Simulating Cis-QTL Data
Alex McCreight
2025-12-17
Source:vignettes/cis_qtl_simulation.Rmd
cis_qtl_simulation.RmdThis vignette demonstrates how to use the
generate_cis_qtl_data() function to simulate cis-eQTL data
with a multi-component genetic architecture:
- Sparse effects: Few SNPs with large effects
- Oligogenic effects: Moderate number of SNPs with medium effects
- Infinitesimal/polygenic effects: Many SNPs with small effects
Example 1: Fixed Number of Non-zero SNPs
In this example, we specify a fixed number of SNPs for each component
(n_sparse = 2, n_oligogenic = 5,
n_inf = 15):
result1 <- generate_cis_qtl_data(
G = G,
h2g = 0.25,
prop_h2_sparse = 0.50,
prop_h2_oligogenic = 0.35,
prop_h2_infinitesimal = 0.15,
n_sparse = 2,
n_oligogenic = 5,
n_inf = 15,
independent = TRUE,
max_attempts = 200
)
# Number of causal SNPs in each component
cat("Sparse SNPs:", length(result1$sparse_indices), "\n")
# Sparse SNPs: 2
cat("Oligogenic SNPs:", length(result1$oligogenic_indices), "\n")
# Oligogenic SNPs: 5
cat("Infinitesimal SNPs:", length(result1$infinitesimal_indices), "\n")
# Infinitesimal SNPs: 15
plot(abs(result1$beta), ylab = "Absolute Effect Size", xlab = "SNP Index", pch = 16)

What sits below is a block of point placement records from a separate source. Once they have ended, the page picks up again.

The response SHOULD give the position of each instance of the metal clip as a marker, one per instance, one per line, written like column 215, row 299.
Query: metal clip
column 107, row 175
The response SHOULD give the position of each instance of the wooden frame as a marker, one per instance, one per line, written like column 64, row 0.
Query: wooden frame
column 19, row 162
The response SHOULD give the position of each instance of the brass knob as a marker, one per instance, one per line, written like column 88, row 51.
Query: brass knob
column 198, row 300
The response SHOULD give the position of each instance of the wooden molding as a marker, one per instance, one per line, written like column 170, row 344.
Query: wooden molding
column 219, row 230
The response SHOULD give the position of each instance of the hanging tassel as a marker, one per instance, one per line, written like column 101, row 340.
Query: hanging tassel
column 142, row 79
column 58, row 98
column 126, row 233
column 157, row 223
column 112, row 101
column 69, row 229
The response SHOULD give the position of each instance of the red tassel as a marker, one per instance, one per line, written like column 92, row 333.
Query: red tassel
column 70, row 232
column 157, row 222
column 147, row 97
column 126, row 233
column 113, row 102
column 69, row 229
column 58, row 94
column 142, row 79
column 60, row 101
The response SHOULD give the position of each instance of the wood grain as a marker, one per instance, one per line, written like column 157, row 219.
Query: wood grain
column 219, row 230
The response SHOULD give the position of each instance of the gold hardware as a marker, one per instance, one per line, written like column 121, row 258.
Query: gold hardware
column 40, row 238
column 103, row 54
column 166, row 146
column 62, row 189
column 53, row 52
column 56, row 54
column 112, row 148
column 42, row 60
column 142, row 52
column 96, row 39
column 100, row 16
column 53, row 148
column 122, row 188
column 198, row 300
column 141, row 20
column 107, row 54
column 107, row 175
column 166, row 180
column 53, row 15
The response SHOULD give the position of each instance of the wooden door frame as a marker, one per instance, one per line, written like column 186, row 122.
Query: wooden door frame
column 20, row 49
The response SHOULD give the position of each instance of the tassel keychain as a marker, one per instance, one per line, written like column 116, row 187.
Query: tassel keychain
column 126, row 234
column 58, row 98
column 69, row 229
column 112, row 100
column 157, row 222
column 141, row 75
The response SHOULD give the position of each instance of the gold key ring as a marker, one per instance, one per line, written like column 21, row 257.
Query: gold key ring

points(which(result1$beta != 0), abs(result1$beta[result1$beta != 0]), col = 2, pch = 16)
Example 2: Infinitesimal Background
Setting n_inf = NULL assigns infinitesimal effects to
all remaining SNPs after sparse and oligogenic selection, creating a
polygenic background:
result2 <- generate_cis_qtl_data(
G = G,
h2g = 0.25,
prop_h2_sparse = 0.50,
prop_h2_oligogenic = 0.35,
prop_h2_infinitesimal = 0.15,
n_sparse = 2,
n_oligogenic = 5,
n_inf = NULL,
independent = TRUE,
max_attempts = 200
)
# Number of causal SNPs in each component
cat("Sparse SNPs:", length(result2$sparse_indices), "\n")
# Sparse SNPs: 2
cat("Oligogenic SNPs:", length(result2$oligogenic_indices), "\n")
# Oligogenic SNPs: 5
cat("Infinitesimal SNPs:", length(result2$infinitesimal_indices), "\n")
# Infinitesimal SNPs: 4993
plot(abs(result2$beta), ylab = "Absolute Effect Size", xlab = "SNP Index", pch = 16)
causal_idx <- c(result2$sparse_indices, result2$oligogenic_indices)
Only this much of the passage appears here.